Nancy stepped out and leaned against one of the Doric pillars on the full-length front porch to rest. Jolene would arrive in four hours; guests would start showing up an hour after that. Oh, for a few minutes with her feet up before they all descended upon her. It was unladylike, but she scratched her back against the column, sure some of the flaking white paint had rubbed off on her red sweatshirt.

She caught Special Agent Doyle’s eye and gave him a grin. He stood post, ramrod straight in his dark suit, at the corner of the porch.

“Sorry, Jimmy,” she said, sliding up and down like a bear against a tree. “I really hate that you get to see me absent my good Southern manners.

“The United States Secret Service sees nothing-and everything,” he said, returning her grin. “But if it’s any consolation, Mrs. H., everyone scratches their itches.”

“For what it’s worth, Jimmy,” Nancy said, “I’m glad you’re the one assigned to this. Feels safer having you here.”

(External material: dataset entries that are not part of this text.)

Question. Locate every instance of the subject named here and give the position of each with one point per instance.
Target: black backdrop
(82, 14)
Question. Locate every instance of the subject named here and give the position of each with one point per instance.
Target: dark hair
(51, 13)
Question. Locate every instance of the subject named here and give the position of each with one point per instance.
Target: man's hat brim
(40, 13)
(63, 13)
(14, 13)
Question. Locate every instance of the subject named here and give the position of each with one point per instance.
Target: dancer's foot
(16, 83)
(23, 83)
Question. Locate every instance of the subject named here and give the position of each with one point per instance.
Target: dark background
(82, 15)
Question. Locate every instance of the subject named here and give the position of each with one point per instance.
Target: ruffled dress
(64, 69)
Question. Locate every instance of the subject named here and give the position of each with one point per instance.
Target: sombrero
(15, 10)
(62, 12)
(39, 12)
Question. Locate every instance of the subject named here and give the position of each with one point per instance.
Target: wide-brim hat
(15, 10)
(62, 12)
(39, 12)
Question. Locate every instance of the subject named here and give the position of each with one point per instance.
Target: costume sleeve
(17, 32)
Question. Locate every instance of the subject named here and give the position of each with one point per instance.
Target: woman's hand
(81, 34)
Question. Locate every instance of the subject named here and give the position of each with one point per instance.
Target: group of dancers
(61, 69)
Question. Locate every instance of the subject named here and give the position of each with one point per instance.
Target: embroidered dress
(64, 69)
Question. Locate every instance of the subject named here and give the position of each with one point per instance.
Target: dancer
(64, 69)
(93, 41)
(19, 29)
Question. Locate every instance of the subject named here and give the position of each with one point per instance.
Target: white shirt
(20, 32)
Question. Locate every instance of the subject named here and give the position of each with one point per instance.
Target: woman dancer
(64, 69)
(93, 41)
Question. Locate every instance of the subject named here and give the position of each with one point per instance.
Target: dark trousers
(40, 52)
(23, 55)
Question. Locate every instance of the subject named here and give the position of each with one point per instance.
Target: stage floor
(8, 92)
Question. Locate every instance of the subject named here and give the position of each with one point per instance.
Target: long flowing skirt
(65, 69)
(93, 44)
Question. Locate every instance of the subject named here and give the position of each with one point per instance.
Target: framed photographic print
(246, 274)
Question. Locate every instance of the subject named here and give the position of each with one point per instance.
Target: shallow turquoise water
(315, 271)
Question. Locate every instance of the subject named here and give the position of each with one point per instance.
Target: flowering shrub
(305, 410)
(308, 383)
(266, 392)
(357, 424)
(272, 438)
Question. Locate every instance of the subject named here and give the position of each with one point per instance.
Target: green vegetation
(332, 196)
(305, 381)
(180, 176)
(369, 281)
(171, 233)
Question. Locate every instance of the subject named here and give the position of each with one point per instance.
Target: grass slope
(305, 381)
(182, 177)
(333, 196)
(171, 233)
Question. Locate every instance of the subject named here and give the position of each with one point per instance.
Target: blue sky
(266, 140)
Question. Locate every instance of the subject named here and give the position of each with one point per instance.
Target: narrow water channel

She looked up to see Amanda Deatherage standing on the brick walkway. Her mouth agape, she stared up at the sky.

“Are you all right, dear?” Nancy said. Her wedding assistant seemed to grow more agitated at each pass of the military jets.

The girl’s head snapped around as if she’d been slapped. “Yes… ma’am,” she stammered, a hint of something sullen in her eyes. Her hands trembled slightly as she wrapped blue and yellow ribbon around the black barrels of two heavy antique cannons on either side of the brick walkway.

Mrs. Hughes nodded warily, unconvinced. “Have the flowers arrived?”

Deatherage smoothed a large ribbon into a bow at the muzzle of a cannon. “They have,” she said. “I took care of them myself. I picked the best ones for the vice president and the president since he’ll be the guest of honor.”

“My daughter is the guest of honor.” Nancy Hughes glared. She was too exhausted to suffer the girl’s foolishness. Still, it wouldn’t do to make an enemy of her today. Nancy softened her tone. “You were correct to pick a good one for the president, dear.”

“Thank you, ma’am.” Deatherage brightened. “I’ll take care of putting them on myself so they don’t get mixed up with the ones for the groomsmen.”

Agent Jimmy Doyle raised a brow, dark eyes flitting back and forth from Nancy to the girl.

“I want you to take care of the photographer tonight,” Nancy said, hoping to give the witless girl something to keep her mind occupied. “When President Clark comes through the receiving line, I’d like to capture that moment. Could you see to that?”

“Oh, yes, ma’am,” she said. “It would be my honor.” Deatherage gave her a long smile, then turned back to her duties.

What a strange girl, Nancy Hughes thought. She wouldn’t be staying on after the wedding. That was a certainty.